The case is plainly one of gross laches on the part of Stinchcomb and those claiming under him. His right under the deed of 1818, to repossess himself of the premises by paying rents and charges in arrear, accrued the moment Van Ness re-entered in 1833 or 1834. But this right could not last forever. Its assertion could not be safely neglected for an unreasonable length of time. The bill discloses no plausible, much less sufficient, explanation of the long delay ensuing, after 1833, without any movement upon the part of Stinchcomb, his representatives or heirs, to recover the property, by discharging the rents and charges in arrear, and re-entering, as might have been done, in pursuance of the provisions of the deed of 1818. On the contrary, the facts set out in the bill justifies the conclusion either that Stinchcomb elected, in his life-time, to abandon all claim upon the property and leave Van Ness in possession, as in his former estate, or that his claim was, in some way satisfactorily arranged or discharged. The complainant and those whom she represents have slept too long upon their rights. The peace of society and the security of property demand that the presumption of right, arising from a great lapse of time without the assertion of an adverse claim should not be disturbed. In such cases, sound discretion requires that the court should withhold relief.

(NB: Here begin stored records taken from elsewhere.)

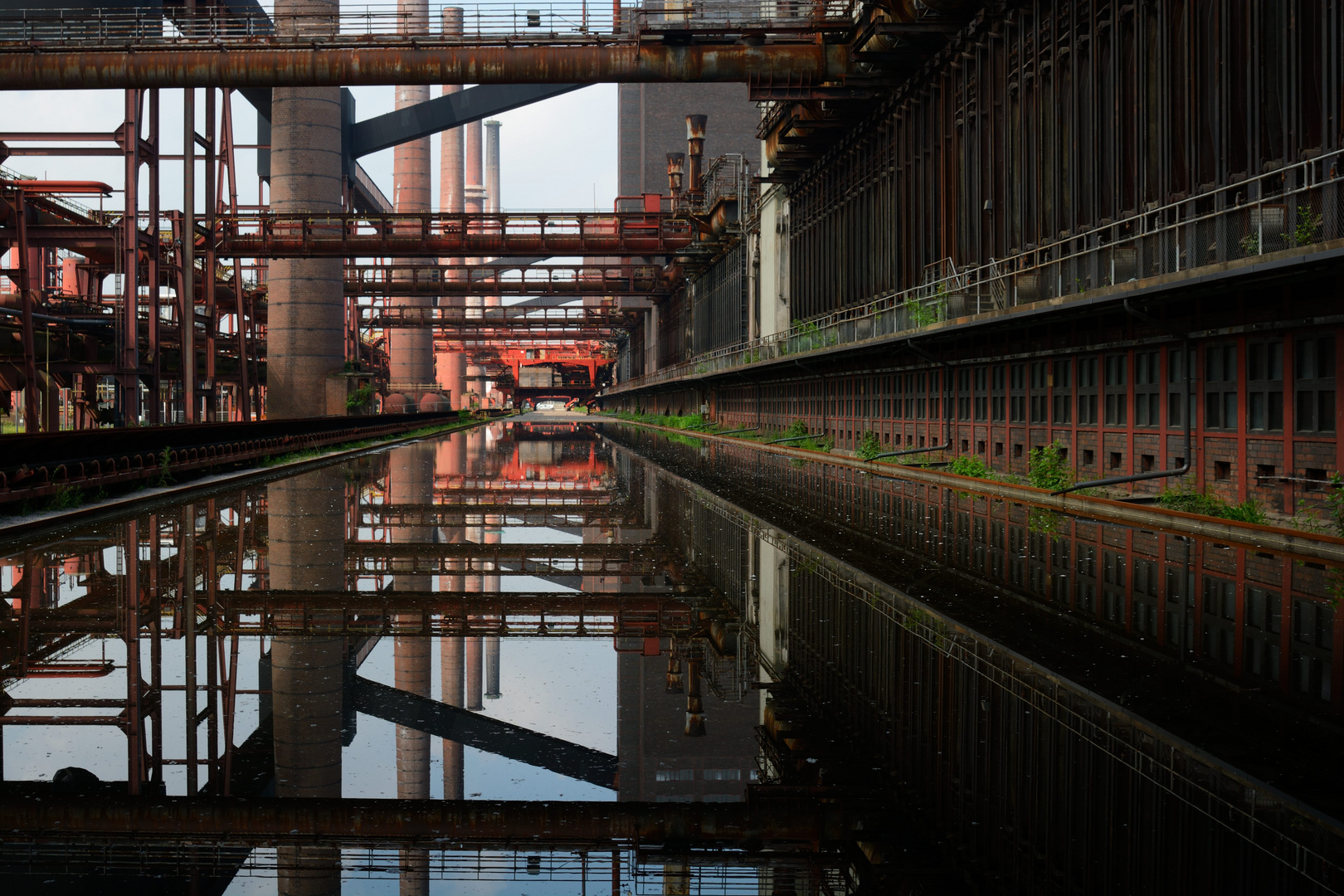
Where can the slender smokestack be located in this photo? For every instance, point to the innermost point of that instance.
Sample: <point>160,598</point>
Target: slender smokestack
<point>492,167</point>
<point>410,351</point>
<point>695,152</point>
<point>676,173</point>
<point>450,368</point>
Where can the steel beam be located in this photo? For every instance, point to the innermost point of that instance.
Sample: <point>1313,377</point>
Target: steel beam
<point>538,825</point>
<point>444,113</point>
<point>483,733</point>
<point>54,67</point>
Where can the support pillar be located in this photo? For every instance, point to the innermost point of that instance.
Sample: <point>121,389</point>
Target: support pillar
<point>305,334</point>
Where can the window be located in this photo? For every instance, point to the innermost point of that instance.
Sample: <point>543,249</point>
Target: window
<point>1147,377</point>
<point>1118,398</point>
<point>1220,387</point>
<point>1088,391</point>
<point>964,394</point>
<point>1018,384</point>
<point>1265,386</point>
<point>1064,405</point>
<point>1259,642</point>
<point>981,394</point>
<point>1313,637</point>
<point>1315,384</point>
<point>997,406</point>
<point>1176,405</point>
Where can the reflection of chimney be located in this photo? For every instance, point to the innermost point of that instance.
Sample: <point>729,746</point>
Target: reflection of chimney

Some reference has been made to the decisions of the supreme court of Maryland, the laws of which state, as they existed on the twenty-seventh day of February, 1801, except as since modified or repealed by congress, continue in force in this district. It is only necessary to say that the principles to which we have referred have been steadily upheld by the supreme court of Maryland, not upon the ground of any changes in the law of that state since 1801, but in deference to the established doctrines governing courts of equity in giving relief to those who seek the enforcement of antiquated demands. Hepburn's Case, 3 Bland, Ch. 110; Hawkins v. Chapman, 26 Md. 100; Nelson v. Hagerstown Bank, 27 Md. 74; Syester v. Brewer, Id. 319; Frazier v. Gelston, 35 Md. 314.
For the reasons given, we are of opinion that the court below properly sustained the demurrer, and dismissed the bill for want of equity. The decree is affirmed.